The application of this standard also faces difficulties in the absence of the provision or regulation of qualifications and competencies required to perform traditional medicine. This is because many of these practices are outside the framework of professional organisations. Taking into account that qualifications and certification required to perform medical practice plays a prominent and important role in the formulation of standards of care required for their exercise. These qualifications illustrate the form and type of specialisation required, and therefore determine standard of care for regulated practice. Which makes from drawing the qualifications in performing traditional practice closely linked to the possibility of defining its standards of care.

 

CONCLUSION

 

In conclusion, the determination of a standard of legal liability for malpractice in traditional medicine cannot been based on a single objective standard. Especially with the difficulty of establishing a unified standard of care for most traditional practices, especially Psychological- Spiritual practices. Therefore, it can believe that the determination of standard of legal liability must be specific to the nature of traditional medicine and how it should been exercised. It is not fair to apply a single standard of legal liability to all traditional practices with different natures, purposes and standards of care.
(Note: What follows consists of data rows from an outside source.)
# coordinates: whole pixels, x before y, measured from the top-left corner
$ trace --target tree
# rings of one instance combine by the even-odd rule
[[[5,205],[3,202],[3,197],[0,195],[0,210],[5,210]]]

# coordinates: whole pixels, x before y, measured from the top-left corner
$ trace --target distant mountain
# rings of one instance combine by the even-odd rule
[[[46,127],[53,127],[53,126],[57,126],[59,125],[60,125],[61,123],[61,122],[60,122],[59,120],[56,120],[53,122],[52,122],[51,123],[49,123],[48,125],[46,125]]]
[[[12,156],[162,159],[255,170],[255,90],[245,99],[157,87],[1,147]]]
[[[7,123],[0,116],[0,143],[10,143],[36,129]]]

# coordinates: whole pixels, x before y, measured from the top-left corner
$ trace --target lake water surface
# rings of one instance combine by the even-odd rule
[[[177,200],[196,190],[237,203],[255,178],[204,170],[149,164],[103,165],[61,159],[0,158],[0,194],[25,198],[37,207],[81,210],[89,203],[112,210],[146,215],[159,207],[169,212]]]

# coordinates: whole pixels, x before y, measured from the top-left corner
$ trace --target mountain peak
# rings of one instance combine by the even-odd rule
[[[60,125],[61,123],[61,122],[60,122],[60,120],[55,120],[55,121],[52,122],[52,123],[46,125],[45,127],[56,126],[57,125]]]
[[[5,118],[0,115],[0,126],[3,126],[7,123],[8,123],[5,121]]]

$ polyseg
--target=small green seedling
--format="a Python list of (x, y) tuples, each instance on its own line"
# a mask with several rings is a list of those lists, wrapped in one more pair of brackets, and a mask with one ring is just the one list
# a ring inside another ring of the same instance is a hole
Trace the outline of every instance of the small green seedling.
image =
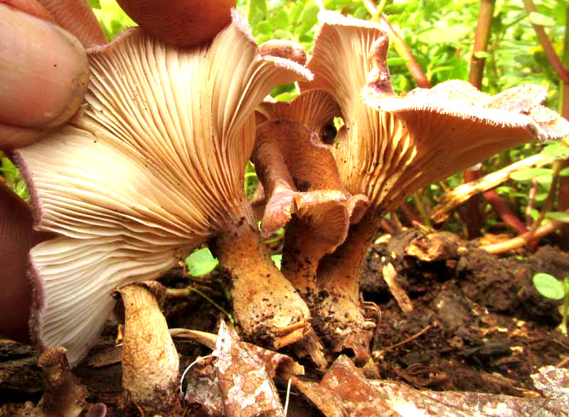
[(533, 276), (533, 285), (538, 292), (551, 300), (563, 299), (563, 318), (561, 321), (561, 332), (567, 335), (567, 315), (569, 314), (569, 277), (562, 283), (548, 274), (536, 274)]

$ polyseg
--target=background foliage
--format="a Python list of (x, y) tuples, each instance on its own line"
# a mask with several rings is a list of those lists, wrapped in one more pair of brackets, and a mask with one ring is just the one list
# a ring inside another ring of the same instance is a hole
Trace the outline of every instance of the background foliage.
[[(257, 43), (273, 38), (288, 39), (299, 43), (309, 53), (321, 8), (378, 21), (381, 11), (406, 44), (431, 85), (450, 79), (468, 80), (479, 0), (376, 0), (376, 2), (378, 4), (373, 0), (238, 0), (238, 8), (248, 18)], [(90, 0), (90, 3), (110, 40), (125, 26), (134, 24), (115, 0)], [(515, 85), (539, 85), (549, 92), (546, 104), (561, 112), (563, 94), (560, 77), (548, 62), (532, 23), (542, 26), (558, 55), (567, 59), (569, 46), (565, 37), (569, 0), (536, 0), (536, 11), (531, 13), (518, 0), (496, 0), (494, 3), (488, 49), (476, 54), (478, 58), (486, 58), (482, 83), (483, 91), (496, 94)], [(378, 10), (374, 13), (376, 7)], [(393, 87), (396, 92), (401, 92), (417, 85), (408, 69), (408, 59), (402, 58), (398, 50), (390, 47), (388, 63)], [(280, 100), (292, 99), (297, 94), (294, 85), (280, 86), (272, 92)], [(563, 144), (531, 143), (495, 156), (483, 164), (482, 170), (484, 173), (492, 172), (539, 152), (565, 158), (569, 156), (568, 148)], [(1, 158), (0, 169), (8, 182), (26, 197), (26, 191), (21, 178), (5, 157)], [(541, 210), (546, 211), (550, 217), (557, 216), (557, 220), (569, 221), (569, 215), (562, 212), (565, 210), (563, 205), (558, 204), (555, 189), (558, 183), (555, 182), (558, 178), (569, 177), (567, 163), (557, 170), (555, 180), (553, 174), (553, 167), (547, 166), (519, 172), (496, 190), (514, 213), (526, 223), (537, 218)], [(422, 213), (422, 217), (418, 217), (428, 225), (430, 210), (445, 191), (462, 181), (462, 173), (459, 173), (445, 181), (427, 187), (421, 193), (409, 199), (408, 206), (418, 213)], [(550, 192), (552, 181), (554, 189)], [(254, 169), (250, 164), (245, 184), (248, 195), (254, 191), (256, 183)], [(532, 193), (535, 196), (529, 197)], [(551, 201), (543, 209), (548, 195)], [(484, 216), (483, 232), (505, 230), (499, 216), (487, 203), (482, 201), (479, 210)], [(465, 222), (468, 220), (464, 216), (462, 220), (454, 216), (444, 227), (463, 232), (466, 229)]]

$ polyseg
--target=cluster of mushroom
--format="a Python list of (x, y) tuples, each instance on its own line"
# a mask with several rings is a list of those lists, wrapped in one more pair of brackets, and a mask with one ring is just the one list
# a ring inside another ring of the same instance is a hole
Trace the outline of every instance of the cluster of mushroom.
[[(319, 18), (306, 65), (289, 44), (259, 48), (235, 11), (203, 46), (172, 46), (131, 28), (87, 50), (80, 113), (14, 153), (36, 227), (58, 236), (30, 252), (41, 347), (63, 346), (71, 366), (78, 363), (118, 288), (125, 387), (137, 402), (156, 387), (171, 392), (178, 357), (156, 313), (159, 291), (129, 284), (208, 244), (230, 277), (249, 340), (294, 343), (324, 367), (319, 339), (365, 362), (373, 323), (358, 280), (380, 216), (496, 152), (569, 132), (540, 105), (540, 87), (491, 97), (454, 81), (397, 96), (378, 25), (330, 12)], [(294, 101), (262, 102), (292, 82), (302, 92)], [(334, 143), (336, 117), (344, 124)], [(260, 232), (243, 187), (249, 159), (266, 195)], [(262, 237), (285, 225), (279, 271)]]

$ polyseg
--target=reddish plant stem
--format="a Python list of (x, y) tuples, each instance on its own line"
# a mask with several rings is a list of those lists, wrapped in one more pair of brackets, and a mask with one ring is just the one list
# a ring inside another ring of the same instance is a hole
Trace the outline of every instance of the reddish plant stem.
[[(375, 1), (373, 1), (373, 0), (364, 0), (363, 3), (371, 16), (375, 16), (377, 12), (377, 6)], [(429, 80), (427, 78), (422, 70), (421, 70), (419, 64), (417, 63), (413, 55), (411, 53), (411, 50), (409, 49), (405, 40), (399, 36), (399, 33), (395, 31), (395, 28), (393, 28), (383, 14), (380, 15), (379, 20), (383, 23), (383, 28), (388, 33), (388, 35), (389, 35), (389, 40), (393, 44), (393, 48), (395, 48), (395, 50), (397, 50), (397, 53), (398, 53), (399, 56), (402, 58), (407, 60), (405, 66), (407, 66), (407, 69), (409, 70), (409, 72), (410, 72), (417, 85), (421, 88), (430, 88), (431, 85), (429, 82)]]
[(523, 234), (528, 231), (526, 225), (510, 209), (504, 199), (494, 190), (484, 193), (484, 198), (490, 203), (496, 213), (506, 223), (506, 225), (514, 229), (518, 234)]
[(495, 0), (481, 0), (480, 9), (478, 12), (478, 25), (474, 35), (474, 45), (472, 48), (472, 57), (470, 59), (470, 72), (468, 81), (479, 90), (482, 87), (486, 58), (477, 57), (475, 54), (477, 52), (484, 52), (488, 48), (488, 42), (491, 33), (494, 3)]
[[(474, 44), (472, 47), (472, 57), (470, 60), (470, 72), (468, 81), (478, 90), (482, 87), (482, 77), (484, 73), (485, 58), (477, 58), (476, 53), (484, 52), (488, 48), (492, 26), (492, 15), (494, 14), (494, 0), (481, 0), (478, 12), (478, 24), (474, 34)], [(474, 181), (482, 177), (482, 173), (477, 170), (466, 170), (464, 173), (464, 183)], [(494, 196), (493, 196), (494, 197)], [(465, 204), (464, 221), (467, 224), (468, 239), (474, 239), (480, 234), (480, 229), (484, 224), (484, 218), (480, 210), (482, 196), (479, 194), (473, 195)]]
[[(528, 12), (528, 14), (531, 12), (537, 12), (536, 5), (533, 4), (533, 0), (522, 1), (523, 1), (523, 6), (526, 8), (526, 11)], [(555, 53), (555, 50), (553, 48), (553, 45), (551, 44), (551, 41), (547, 36), (547, 33), (546, 33), (543, 26), (535, 25), (533, 23), (531, 26), (536, 31), (536, 35), (538, 36), (541, 47), (543, 48), (543, 53), (546, 54), (547, 60), (551, 64), (553, 70), (555, 70), (557, 75), (559, 75), (559, 77), (563, 83), (569, 84), (569, 71), (565, 69), (563, 63), (561, 62), (561, 59), (558, 56), (557, 53)]]
[(415, 57), (411, 53), (411, 50), (409, 49), (403, 39), (383, 14), (380, 16), (380, 21), (384, 24), (384, 27), (389, 35), (389, 39), (393, 43), (393, 46), (397, 50), (398, 53), (401, 58), (408, 60), (405, 66), (409, 70), (409, 72), (410, 72), (417, 85), (421, 88), (430, 88), (431, 85), (427, 76), (419, 66), (419, 64), (417, 63)]
[[(474, 35), (474, 45), (472, 51), (472, 58), (470, 61), (470, 73), (469, 82), (481, 90), (482, 78), (484, 76), (484, 64), (486, 58), (475, 56), (477, 52), (484, 52), (488, 48), (492, 26), (492, 15), (495, 0), (481, 0), (480, 9), (478, 13), (478, 25)], [(467, 170), (464, 171), (464, 181), (468, 182), (478, 179), (482, 176), (479, 171)], [(507, 204), (494, 190), (489, 190), (482, 195), (484, 199), (490, 203), (496, 213), (500, 217), (506, 224), (516, 230), (518, 234), (527, 232), (523, 222), (520, 220), (515, 213), (510, 209)], [(467, 228), (469, 239), (478, 235), (480, 227), (483, 224), (482, 213), (480, 212), (480, 197), (471, 198), (467, 203)]]
[[(565, 37), (563, 38), (563, 64), (569, 67), (569, 6), (565, 8)], [(561, 116), (569, 119), (569, 82), (561, 80), (561, 102), (559, 112)], [(563, 168), (569, 167), (569, 160), (561, 164)], [(565, 211), (569, 208), (569, 177), (559, 178), (559, 190), (558, 194), (558, 210)], [(561, 235), (563, 249), (569, 249), (569, 224), (561, 226)]]
[[(464, 172), (464, 179), (463, 183), (467, 183), (479, 178), (482, 175), (480, 171), (467, 169)], [(484, 219), (480, 211), (480, 203), (482, 196), (480, 194), (473, 195), (464, 203), (464, 210), (459, 212), (462, 221), (467, 227), (467, 239), (471, 239), (480, 234)]]
[[(536, 5), (533, 4), (533, 0), (523, 0), (523, 6), (528, 13), (532, 11), (537, 11)], [(543, 48), (543, 53), (546, 54), (548, 61), (555, 70), (557, 75), (560, 79), (560, 90), (561, 90), (561, 103), (560, 106), (560, 112), (561, 115), (565, 119), (569, 119), (569, 21), (567, 18), (569, 18), (569, 7), (565, 8), (565, 38), (563, 39), (563, 61), (561, 58), (557, 55), (551, 40), (549, 39), (543, 27), (539, 25), (534, 25), (531, 23), (533, 30), (536, 31), (539, 43)], [(569, 161), (565, 161), (560, 165), (560, 168), (569, 166)], [(558, 210), (563, 211), (569, 207), (569, 178), (560, 177), (559, 179), (559, 194), (558, 196)], [(563, 224), (561, 226), (561, 233), (563, 237), (563, 242), (565, 242), (565, 248), (569, 248), (569, 224)]]
[(385, 233), (388, 233), (389, 234), (397, 234), (395, 228), (393, 227), (391, 225), (391, 224), (389, 222), (388, 222), (385, 219), (381, 219), (381, 222), (380, 223), (380, 226), (381, 226), (381, 229), (383, 229)]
In the absence of such standards, or its diversity and differences, the judge may use the professional efficiency standard to determine the liability of the practitioner. Particularly in traditional practices where it is difficult to prove damage, and thus the difficulty of determining the legal liability arises thereof. This standard provides the judge with legal evidence of a practitioner’s eligibility, and his/her skill in carrying out traditional practice. Thus, within the scope of this standard, the judge is able to prove legal liability of a practitioner’s malpractice or to deny it.

Overall, traditional practitioner in his/her practising of therapeutic model must be subject to standards of practice of that model. Apart from being a doctor or traditional medicine practitioner, as long as both have provided a traditional therapeutic model, they should follow, in turn, principles of their practice and the standards of care required. If both are applied a modern therapeutic model, then they will be able to apply standards of care for such treatment.